Peter S. Beagle, Das letzte Einhorn




Auch in der Fantasy-Literatur gibt es Bücher, die sich und ihre Helden unheimlich ernst nehmen und dann gibt es die, die ihre Geschichte mit einem Augenzwinkern erzählen. Das letzte Einhorn ist so eine letztere Geschichte.
Ich war ehrlich gesagt etwas erstaunt, als ich das Buch von Beagles auf der TOP 100-Liste fand. Dann hatte auch noch der von mir verehrte Patrick Rossfuss es seinen Lesern ans Herz gelegt. Inzwischen habe ich es gelesen und kann es sehr nachvollziehen.
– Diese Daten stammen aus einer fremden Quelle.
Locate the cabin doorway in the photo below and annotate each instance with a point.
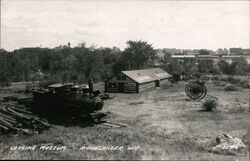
(157, 83)
(121, 87)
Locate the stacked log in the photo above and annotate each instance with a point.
(17, 120)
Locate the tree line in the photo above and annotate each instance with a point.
(78, 64)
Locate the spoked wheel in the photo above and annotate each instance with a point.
(195, 90)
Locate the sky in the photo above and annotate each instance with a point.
(110, 23)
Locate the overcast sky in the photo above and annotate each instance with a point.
(165, 24)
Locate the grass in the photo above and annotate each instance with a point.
(209, 105)
(231, 87)
(161, 122)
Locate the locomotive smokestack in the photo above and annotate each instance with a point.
(90, 86)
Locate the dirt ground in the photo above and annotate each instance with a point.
(162, 125)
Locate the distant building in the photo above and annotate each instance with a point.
(135, 81)
(231, 58)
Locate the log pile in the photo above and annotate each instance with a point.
(15, 120)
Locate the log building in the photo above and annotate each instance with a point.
(135, 81)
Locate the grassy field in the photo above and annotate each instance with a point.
(163, 123)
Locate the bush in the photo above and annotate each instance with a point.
(244, 84)
(230, 87)
(209, 105)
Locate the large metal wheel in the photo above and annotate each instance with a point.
(196, 90)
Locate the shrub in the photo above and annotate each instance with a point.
(230, 87)
(245, 84)
(209, 105)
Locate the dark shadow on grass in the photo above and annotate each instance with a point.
(64, 116)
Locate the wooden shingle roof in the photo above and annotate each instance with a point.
(147, 75)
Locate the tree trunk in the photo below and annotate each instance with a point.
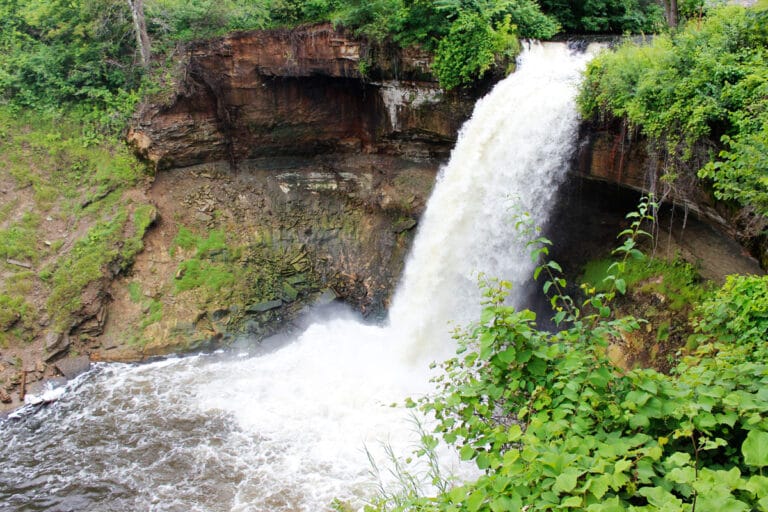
(140, 28)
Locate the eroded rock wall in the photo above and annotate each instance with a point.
(298, 92)
(611, 153)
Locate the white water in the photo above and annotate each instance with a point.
(286, 430)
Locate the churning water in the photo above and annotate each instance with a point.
(287, 430)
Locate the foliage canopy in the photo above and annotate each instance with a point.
(553, 425)
(707, 84)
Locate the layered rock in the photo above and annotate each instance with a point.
(611, 153)
(305, 145)
(305, 91)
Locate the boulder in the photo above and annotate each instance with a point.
(73, 366)
(56, 343)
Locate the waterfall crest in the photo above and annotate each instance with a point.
(286, 430)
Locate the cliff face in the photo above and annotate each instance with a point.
(612, 154)
(306, 91)
(314, 172)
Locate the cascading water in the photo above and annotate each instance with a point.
(286, 430)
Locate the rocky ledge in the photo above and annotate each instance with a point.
(307, 91)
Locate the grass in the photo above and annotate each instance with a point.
(677, 280)
(68, 175)
(224, 275)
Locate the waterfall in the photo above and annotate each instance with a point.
(510, 157)
(286, 430)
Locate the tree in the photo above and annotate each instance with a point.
(140, 29)
(671, 12)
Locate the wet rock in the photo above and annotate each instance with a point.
(328, 296)
(290, 293)
(403, 225)
(72, 367)
(45, 391)
(262, 307)
(56, 343)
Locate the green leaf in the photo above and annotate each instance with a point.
(565, 482)
(755, 449)
(466, 452)
(572, 502)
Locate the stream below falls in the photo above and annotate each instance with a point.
(290, 425)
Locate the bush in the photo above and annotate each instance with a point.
(552, 425)
(704, 85)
Die Grundgeschichte kennt wahrscheinlich seit der Disney-Verfilmung jeder. Das letzte Einhorn wird gewahr, dass es allein ist und macht sich auf die Suche nach seinesgleichen. Dabei erlebt es viele Abenteuer und trifft Wesen mit reinem Herzen. In den 70 er Jahren geschrieben, steckt auch noch eine Menge "man sieht nur mit dem Herzen gut" - Philosophie drin. Auf den ersten Blick ein wenig langweilig. Ist das Buch aber gar nicht. Natürlich muss man sich auf die Geschichte einlassen und das viele Rosa, Hellblau und den Glitter der einem unwillkürlich durch den Kopf spukt, verdrängen. Konzentriert man sich auf die Essenz der Geschichte, macht es richtig Spass. Sie ist nämlich wirklich witzig. Kleine feine ironische Dialoge, putzige Figuren, die geradezu subversiv sind, eine gewisse Naivität, die ruft: aber der König ist doch nackt! Sehr lustig!
Es ist also eine wunderbare Familiengeschichte. Kinder werden die kunterbunte, reine Welt lieben, Eltern den Hintersinn dabei. Lest es Euch am Sonntag beim Tee laut vor, Ihr werdet Spaß haben.